Nægling stepped forward, put her hand on the bear’s head. Ben looked up to her, and Nægling laughed, stroking the fur. She turned her eyes to Berrin.

“He looks like me,” she said.


Aviana’s Wingbeat spent all morning playing cat and mouse with the pirates, tacking back and forth between the cannon balls. The soldiers and hunters kept themselves hidden, while the crew worked their vessel as though they were joined to it, as though they, together, were its soul. And who is to say that they weren’t? Finally, in the late afternoon, Captain Fairbreeze decided that they could no longer risk going further south. They were getting perilously close to Durotar, the home of the Orcs, close even to Orgrimmar itself. Any Orc destroyer or battleship would have Aviana’s Wingbeat in splinters before the day was done. The captain gave the order, and Aviana’s Wingbeat turned North, quickly picking up speed, her sail far out, running ahead of the wind, leaping over the waves like a tiger leaps over the snowy plains.

But this was where the pirate ship came into its own. Its many sails spanned across, port to starboard, and even with one of them missing, they still had the advantage over Aviana’s Wingbeat, and her single lateen sail. Captain Fairbreeze turned once again to his Albatross form and leapt into the air, daring the pirates’ missiles in a reconnaissance flight over the pirate ship. As the Sun was on its last leg towards the horizon, the pirates caught up with them. They could hear the voices, promising pain, suffering, and finally, as a mercy, death.
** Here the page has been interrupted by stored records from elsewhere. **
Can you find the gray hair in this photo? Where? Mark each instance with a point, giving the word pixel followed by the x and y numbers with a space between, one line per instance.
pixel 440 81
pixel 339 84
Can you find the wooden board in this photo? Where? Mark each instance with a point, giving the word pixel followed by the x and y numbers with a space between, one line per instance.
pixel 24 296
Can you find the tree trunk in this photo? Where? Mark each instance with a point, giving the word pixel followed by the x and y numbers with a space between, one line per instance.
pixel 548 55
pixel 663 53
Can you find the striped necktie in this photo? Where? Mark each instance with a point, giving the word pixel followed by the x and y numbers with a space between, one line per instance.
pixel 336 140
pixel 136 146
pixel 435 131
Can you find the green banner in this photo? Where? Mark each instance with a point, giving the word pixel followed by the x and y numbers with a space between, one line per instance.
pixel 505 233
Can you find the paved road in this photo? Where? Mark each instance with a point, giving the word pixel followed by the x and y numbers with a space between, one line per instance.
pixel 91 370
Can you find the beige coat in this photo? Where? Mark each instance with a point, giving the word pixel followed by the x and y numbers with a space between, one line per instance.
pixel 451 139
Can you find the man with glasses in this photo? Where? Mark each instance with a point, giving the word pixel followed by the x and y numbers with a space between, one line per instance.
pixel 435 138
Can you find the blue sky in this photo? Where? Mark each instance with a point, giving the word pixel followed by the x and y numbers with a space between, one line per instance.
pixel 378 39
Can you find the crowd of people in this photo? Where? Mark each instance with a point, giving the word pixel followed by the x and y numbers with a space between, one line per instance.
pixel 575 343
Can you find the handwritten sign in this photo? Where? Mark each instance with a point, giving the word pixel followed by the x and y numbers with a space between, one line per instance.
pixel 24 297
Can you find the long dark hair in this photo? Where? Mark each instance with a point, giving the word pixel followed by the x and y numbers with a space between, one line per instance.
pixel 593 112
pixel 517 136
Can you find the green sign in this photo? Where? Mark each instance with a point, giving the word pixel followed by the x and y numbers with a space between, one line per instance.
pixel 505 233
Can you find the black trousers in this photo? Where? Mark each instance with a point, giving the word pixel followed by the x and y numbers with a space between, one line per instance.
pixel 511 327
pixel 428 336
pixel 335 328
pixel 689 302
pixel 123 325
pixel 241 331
Kuryon and Filyen stood on the deck, cutlasses in their hands that were, against this many enemies, mostly ornamental. They were there only to keep up the illusion to the very last. Kuryon put his hand on Filyen’s shoulder, and they smiled at each other.

“Filyen Mistgaze, you know what I’m like with the ladies. I just want you to know. For you, and only for you, I meant every word.”

Now, he tells me,” said Filyen. She swished her cutlass in the air, and made ready to run for her life.

There was a shout from the bridge as the pirate ship drew up alongside.

“Here they come!”


Metal hooks were thrown aboard, and the pirates pulled the ships together. The pirate ship crunched into Aviana’s Wingbeat, and with cries of bloodlust, pirates leapt on board. Filyen ran aft. Kuryon ran fore’ard. Smitty sprang up from his hiding place under a sail on the bridge.


With shields in front of them, swords out, and Sandra Pike behind them, the soldiers ran out of the galley. They placed their shields in a wall, and slashed and stabbed out at the pirates. Sandra stood behind them, and with her long pike stabbed any of the pirates that were unbalanced by the sword fighters. The door to the Fo’c’sle opened, and Nægling came running out, looking where the fight was.

Smitty shouted. “Nægling! Up on the Fo’c’sle! Get ’em!”

Nægling turned round, and ran up the stairs. Two, three Humans had swung onto the foredeck on lines attached to the yard-arms of their ship. Battle spells blazing, Nægling was upon them. One fell to her sword before any of them thought to fight back. There was a bang of a gun being fired on the bridge, and one of the pirates on the foredeck stumbled, and fell.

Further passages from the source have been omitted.